How much is an elite education worth to you? How about $500,000—and
a jail sentence?

That’s how much wealthy actresses, business leaders, and financiers have pawned off to bribe their children off to colleges like Stanford University, Yale University, and the University of California. 

According to The New York Times, actress Lori Loughlin and fashion designer Mossimo Giannulli have already been indicted for bribery of athletic recruiters and college counselors, with further arrests coming. 

The bribery scheme to get privileged children into elite universities is causing parents and teachers across the country to fume with righteous indignation. But the revelations of corruption in the multibillion-dollar college admissions industry is perhaps more indicative of how Americans’ views of college—especially among the elite—are shifting into dangerous territory. 
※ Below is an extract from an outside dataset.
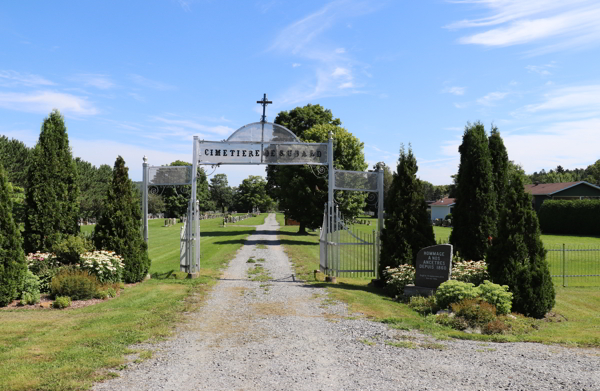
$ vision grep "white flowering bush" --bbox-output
[383,265,415,296]
[76,250,125,284]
More Americans no longer value college education for its
ability to train their children with the skills needed to thrive in adult life.
Instead, they obsess over college’s signaling value—the value of a school’s name
and prestige. 

One can see this trend amid the booming college consulting industry, where consultants seek to do everything legally possible to get their client’s child into the best-name colleges.
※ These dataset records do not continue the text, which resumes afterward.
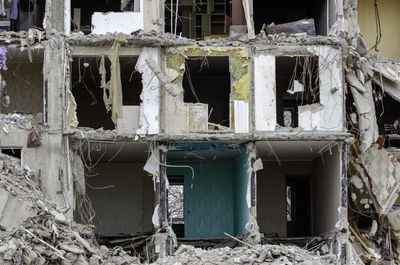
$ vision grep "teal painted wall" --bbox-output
[167,161,234,238]
[233,147,249,235]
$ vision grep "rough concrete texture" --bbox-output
[152,245,338,265]
[92,12,144,34]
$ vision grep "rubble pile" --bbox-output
[0,155,140,265]
[154,242,338,265]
The number of professional college consultants among the nation’s elite has jumped from 2,000 to 5,000 in recent years. Nowadays, 26 percent of the students who got into the 70th percentile or higher on the SAT had some form of private college consulting help. 

Economist Bryan Caplan puts
this inversion
of the goals of higher education more bluntly. Imagine
if you could get a degree from Georgetown University without attending any
classes. Now imagine you could take every class at Georgetown without getting a
degree. Which option would you choose? Most likely, the one that signals value—the
former. 

The irony is that the signaling value of elite colleges is quite misplaced. According to a paper by mathematician Stacy Dale and economist Alan Krueger, if your child is smart enough to get into an elite college, but chose not to go, he or she will still end up making approximately the same as a similarly qualified applicant who did go to an elite college. 

In fact, there is no difference in the earnings of similar-intelligence
individuals who go or do not go to Ivy League schools. As usual, it’s the work
ethic and intelligence of the student, not the name of the school, that
determines long-term adult success.

But elite colleges would rather the parents not know this fact. This is because elite colleges stand to benefit from the misplaced worship of elite parents who prize name-brand schools. They can upcharge their tuition (now above $70,000 a year for Ivy League schools) without worrying about a drop in applications, because an elite education is worth a pretty penny to the status-conscious parents of the new elite.  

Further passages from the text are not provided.